The clusterings disagree quite a bit. It looks like neither modality is giving a full accounting of the data, so now we’ll see what we can learn by combining the modalities.

Plotting values between modalities

  • TODO: Get selectors like this working in scanpy.
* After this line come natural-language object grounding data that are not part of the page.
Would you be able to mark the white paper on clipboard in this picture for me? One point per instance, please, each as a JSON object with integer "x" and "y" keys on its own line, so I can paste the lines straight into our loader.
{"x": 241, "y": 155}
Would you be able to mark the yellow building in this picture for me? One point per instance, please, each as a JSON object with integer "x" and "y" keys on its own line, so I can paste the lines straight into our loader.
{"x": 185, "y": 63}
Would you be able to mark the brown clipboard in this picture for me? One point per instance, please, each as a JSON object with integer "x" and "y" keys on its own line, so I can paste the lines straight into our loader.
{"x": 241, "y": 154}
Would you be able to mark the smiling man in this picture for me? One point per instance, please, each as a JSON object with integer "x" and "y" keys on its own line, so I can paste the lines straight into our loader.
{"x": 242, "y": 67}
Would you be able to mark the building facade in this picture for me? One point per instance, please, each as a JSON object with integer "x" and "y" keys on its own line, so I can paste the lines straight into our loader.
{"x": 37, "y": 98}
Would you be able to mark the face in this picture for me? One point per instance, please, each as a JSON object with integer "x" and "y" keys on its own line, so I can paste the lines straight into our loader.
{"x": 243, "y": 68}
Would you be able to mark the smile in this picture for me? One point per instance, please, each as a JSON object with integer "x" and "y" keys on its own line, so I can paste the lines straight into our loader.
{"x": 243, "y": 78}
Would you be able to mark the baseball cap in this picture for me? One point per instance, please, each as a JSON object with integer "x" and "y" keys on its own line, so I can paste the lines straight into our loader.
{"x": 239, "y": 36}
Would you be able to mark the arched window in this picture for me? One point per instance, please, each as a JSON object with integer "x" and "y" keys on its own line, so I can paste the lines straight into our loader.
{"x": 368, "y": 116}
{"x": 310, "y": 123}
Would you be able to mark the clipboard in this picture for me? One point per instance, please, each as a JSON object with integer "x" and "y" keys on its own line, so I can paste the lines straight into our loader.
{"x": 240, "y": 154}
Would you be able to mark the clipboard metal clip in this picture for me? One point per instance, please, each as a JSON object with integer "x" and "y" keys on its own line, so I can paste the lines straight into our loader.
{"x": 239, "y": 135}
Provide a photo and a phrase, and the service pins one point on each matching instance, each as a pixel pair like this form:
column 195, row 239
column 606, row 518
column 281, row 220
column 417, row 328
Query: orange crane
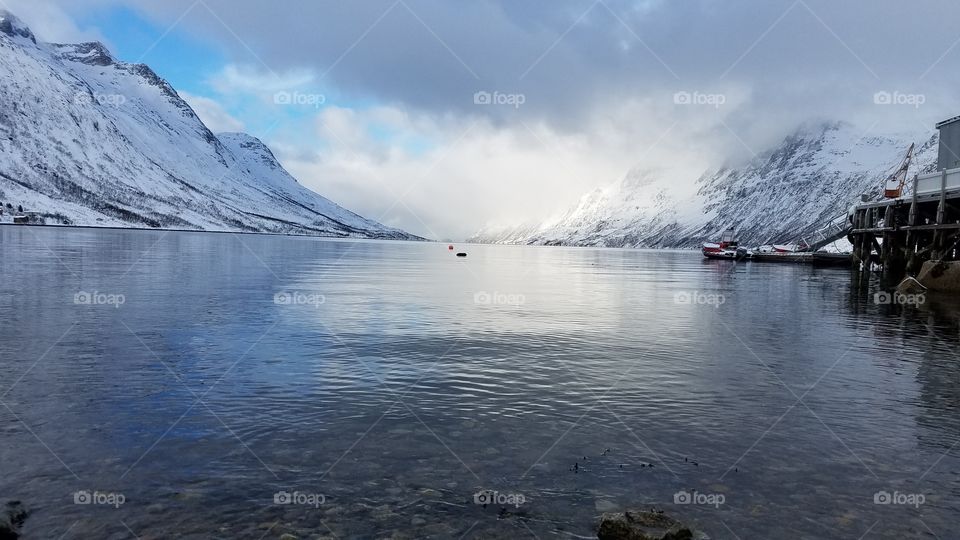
column 893, row 187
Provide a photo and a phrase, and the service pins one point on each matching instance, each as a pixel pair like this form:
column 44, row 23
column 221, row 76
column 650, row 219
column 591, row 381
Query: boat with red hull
column 727, row 248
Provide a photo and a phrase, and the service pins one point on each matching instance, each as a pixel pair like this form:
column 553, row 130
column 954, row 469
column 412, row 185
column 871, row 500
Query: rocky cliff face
column 813, row 176
column 88, row 140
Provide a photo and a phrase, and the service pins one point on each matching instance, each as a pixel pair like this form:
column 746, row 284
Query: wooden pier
column 900, row 234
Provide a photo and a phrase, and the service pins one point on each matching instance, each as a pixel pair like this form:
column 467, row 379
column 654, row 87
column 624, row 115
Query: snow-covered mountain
column 88, row 140
column 782, row 195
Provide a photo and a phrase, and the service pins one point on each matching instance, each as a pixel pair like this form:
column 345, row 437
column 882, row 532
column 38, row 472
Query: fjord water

Imports and helper functions

[24]:
import altair as alt
from functools import partial

alt.renderers.enable("png")
alt.data_transformers.disable_max_rows()
[24]:
DataTransformerRegistry.enable('default')
[25]:
def embedding_chart(df: pd.DataFrame, coord_pat: str, *, size=5) -> alt.Chart:
    """Make schema for coordinates, like sc.pl.embedding."""
    x, y = df.columns[df.columns.str.contains(coord_pat)]
    return (
        alt.Chart(plotdf, height=300, width=300)
        .mark_circle(size=size)
        .encode(
            x=alt.X(x, axis=None),
            y=alt.Y(y, axis=None),
        )
    )

def umap_chart(df: pd.DataFrame, **kwargs) -> alt.Chart:
    """Like sc.pl.umap, but just the coordinates."""
    return embedding_chart(df, "umap", **kwargs)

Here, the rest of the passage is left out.